The U.S. Koltès Project took root this past summer when 7 Stages revived its searing 2001 Black Battles, which it had co-produced with CDDB/Théâtre de Lorient. The European tour of the play - Koltès's dissection of an encounter between colonial French engineers and a black man claiming the body of his brother in a West African construction site - landed at the Festival d'Avignon in France and at the Hellenic Festival in Athens.
"During the first production, Arthur Nauzyciel cast Isma'il and me in two roles," says Hamilton. "We suddenly found ourselves intrigued by Koltès. It kept getting deeper and deeper." Hamilton was struck by the play's Western frontier undertones. "A stage direction in Black Battles describes a large tumbleweed blowing down the street," he says. "It's an image from America that Koltès recalled from his visits here. It's an impossible stage direction, but it's intended to inspire actors into thinking beyond the confines of naturalism."

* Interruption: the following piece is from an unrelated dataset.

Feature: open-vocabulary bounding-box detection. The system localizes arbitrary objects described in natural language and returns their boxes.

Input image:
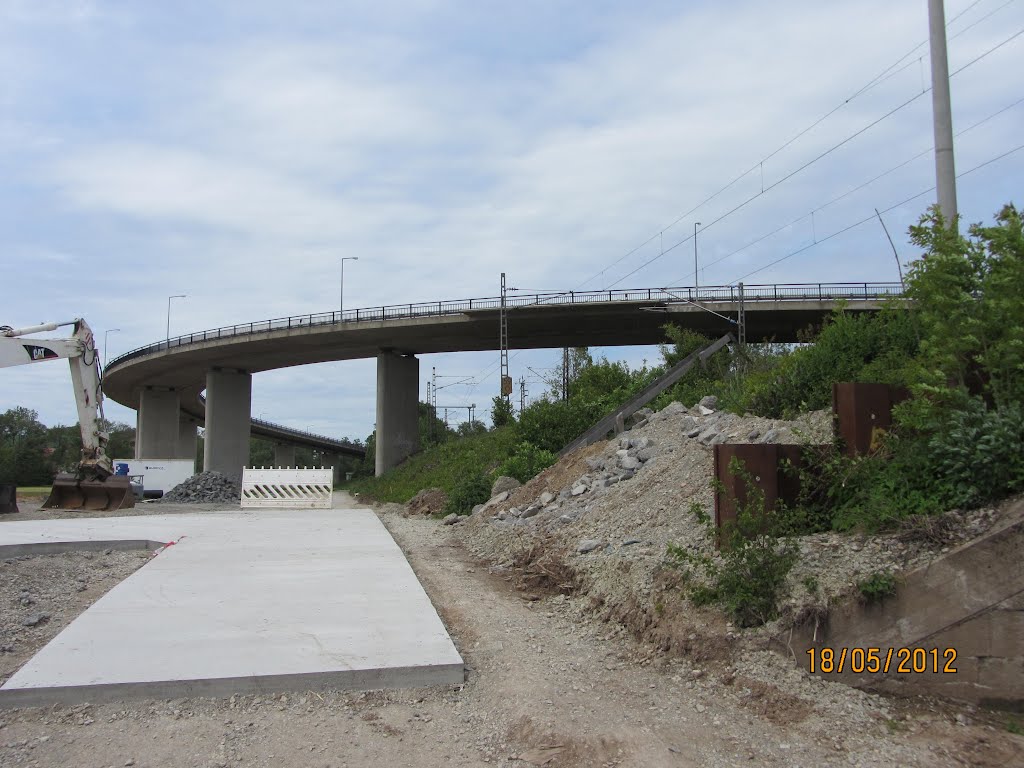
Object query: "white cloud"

[0,0,1024,435]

Conner, a 7 Stages artistic associate who portrayed the mysterious black man in Black Battles, became entranced by the process of translating Koltès not as a literary endeavor but as an acting challenge. "Bernard-Marie prefers his lines to be spoken lightly and quickly, as if the actor had to pee," Conner posits. "It's a very rapid way of going through the line instead of adding emotional or psychological values to sentences or the entire piece. Bernard-Marie's theatre is like a train barreling through, keeping its emphasis on language, and yet it haunts you." Koltès's protagonists, the French critic Patrice Pavis rightly states, "are not concrete characters engaged in dramatic situations but logical abstractions whose role it is to mark the progression of a line of argument."
So by insisting on a play-by-play approach, 7 Stages's translation project seeks to uncover the layers of enigma that wrap Koltès's metaphysical dramatic strategies and unravel, through practical application, how the American landscape, particularly New York, haunts and infuses his works with its liminal presence. Says Hamilton: "Two of the plays he wrote, Quai ouest and Sallinger, are both set in America and speak to the American situation right now. Cotton Fields speaks philosophically about how capitalism informs every aspect of our American existence." Adds Conner: "Through this experiment, we want to come to a richer understanding of Bernard-Marie's American influence."

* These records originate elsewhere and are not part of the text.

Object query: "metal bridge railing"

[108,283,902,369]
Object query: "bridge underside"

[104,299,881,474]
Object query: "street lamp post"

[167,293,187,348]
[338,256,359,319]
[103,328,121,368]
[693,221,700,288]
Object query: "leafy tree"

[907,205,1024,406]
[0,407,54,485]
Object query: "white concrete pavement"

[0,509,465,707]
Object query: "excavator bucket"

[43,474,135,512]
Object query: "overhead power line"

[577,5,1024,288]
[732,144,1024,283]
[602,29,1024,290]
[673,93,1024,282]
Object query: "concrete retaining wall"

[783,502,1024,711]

Koltès felt deeply at odds with himself about being white and French. This disposition is made stranger by a rough-hewn dialectical style that sounds peculiar even to French ears. "A French language which has been re-written and corrected - colonized - by a foreign culture," Koltès said, "would gain a new dimension and richness of expression in the same way that a classical statue without a head or limbs is made beautiful by their very absence." He may be the dramaturge français par excellence, but in a profound way - as this 7 Stages initiative may ultimately show - Koltès has never truly belonged to France.